Clean Cut

Designers scale back to offer styles to women who don't walk the runway

N.Y. Fashion Week

February 08, 2007|By Tanika White | Tanika White,Sun Reporter

NEW YORK -- When women walk into their nearest department store or boutique, credit card in hand, generally they're not looking for the most artistic or fanciful or award-winning thing on the rack.

They're looking for something they can wear.

Many fashion seasons have gone by with high-end designers seeming to forget that detail. But this week, under the tents at Bryant Park, the country's most well-known designers have begun showing fall collections that get back to that basic idea - without sacrificing that certain something that we come to expect from Seventh Avenue talents.

At Marc Jacobs' show earlier in the week, fashion editors and industry insiders were amazed to see the designer's very pared-down, almost simplistic collection of slender coats, tailored skirts and ladylike hats. Jacobs - who is probably the industry's biggest trendsetter - has tended toward the more is more version of design: more drama, more fabric, more shapes and more oddities.

But Jacobs' fall showing exemplified what Kate Betts, editor of Time magazine's Style and Design issues, calls "the clean sweep" of fashion.

"It's a cleaning up of all the layers and embroideries and flounces," says Betts. "And I think MarcJacobs made the biggest statement of that at his show. There's been so much attention on accessories and layering. Now designers are coming back to cut and fabric, and that's refreshing."

Many seasons, Jacobs' collection is a sharp departure from what others are doing on their runways. But this season, designers showed scaled-back clothing that women will want to wear in the fall.

Gorgeous sweater dresses at Peter Som. Pleated jersey wrap tops at Doo.Ri. Simple, but luxurious, cashmere looks at Michael Kors.

"One of the biggest things I've noticed is a move away from madcap and frenzy, excess and frivolity," says Bridget Foley, executive editor of Women's Wear Daily, who noticed the trend at shows such as Tuleh, Diane von Furstenberg and Oscar de la Renta, as well.

Treena Lombardo, market director for W magazine, said the relative simpleness she's seen - such as at Bill Blass' show - is a good thing for women.

In past seasons, there has been "a lot of style detail and embellishment," she says. "And at the end of the day, these are things that are hard to wear and hard to buy."

Even the whimsical Betsey Johnson, who is usually all about the flouncy and fantastical, opted for more sophisticated looks this season. To wit, she called her fall collection "School of Charm."

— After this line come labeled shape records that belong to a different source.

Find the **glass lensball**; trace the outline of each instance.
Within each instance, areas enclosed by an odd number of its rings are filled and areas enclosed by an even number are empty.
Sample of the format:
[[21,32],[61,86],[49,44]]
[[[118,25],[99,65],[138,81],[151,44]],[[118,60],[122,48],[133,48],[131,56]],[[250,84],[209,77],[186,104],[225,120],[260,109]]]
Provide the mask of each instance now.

"The good news [is] 90 percent of what we're seeing is absolutely translatable and wearable. And that's a phenomenon for this season alone," says James Aguiar, co-host of the TV show Full Frontal Fashion. "In past seasons, you have to sort of dig through to get to what you can really wear. Even Betsey Johnson, she showed absolute proper school charm. They were very sophisticated looks for her. For a woman to look at the runway and find things that are wearable, that's always good."

That's not to say that there haven't been embellished, exotic or exciting clothes this week. Quite the contrary.

Metallic clothing has shown up on nearly every designer's catwalk, as has the sexy shine of Lurex, a metallic yarn that glams up the most boring tweed.

Designer Jason Wu's first dress down the runway was a black brocade with a metallic sheen. Carlos Miele showed a beautiful kimono jacket with Lurex shot through. Betsey Johnson offered pants in a lush velveteen. And even Michael Kors - known for his beautiful basics - showed a coffee-colored fox fur coat covered in shiny paillettes.

Along with Jacobs, Kors showed one of the week's strongest fall collections so far, particularly because he seemed to remember that the season isn't just a more somber extension of spring.

Many designers offer fall collections that look, curiously, very much like the much warmer season before - with short sets and flimsy dresses, spaghetti-strapped tops and lightweight fabrics.

But Kors' strength is in his definite point of view. To him, the collection seems to say, fall and winter are a time for frolicking outdoors, preparing for a ski trip or going to some chilly, faraway place for a holiday.

This week, he showed gorgeous cashmere trousers, tweed topcoats, lambskin tunics and "scarf sweaters" with huge, comfy, defy-the-windchill necklines.

"His clothes are for jet-setters or for people who like to think they're jet-setters," says fashion guru Robert Verdi. "If you had to buy an entire collection, you'd want to buy Michael Kors."

Kors is "right on target," says Burt Tansky, president and CEO of the Neiman Marcus Group.

And Kors' accent colors - bright orange, bold yellow - also are right on this season. Many designers brightened up the traditional fall palette with primary colors usually reserved for spring: purple, bright blue, yellow and orange.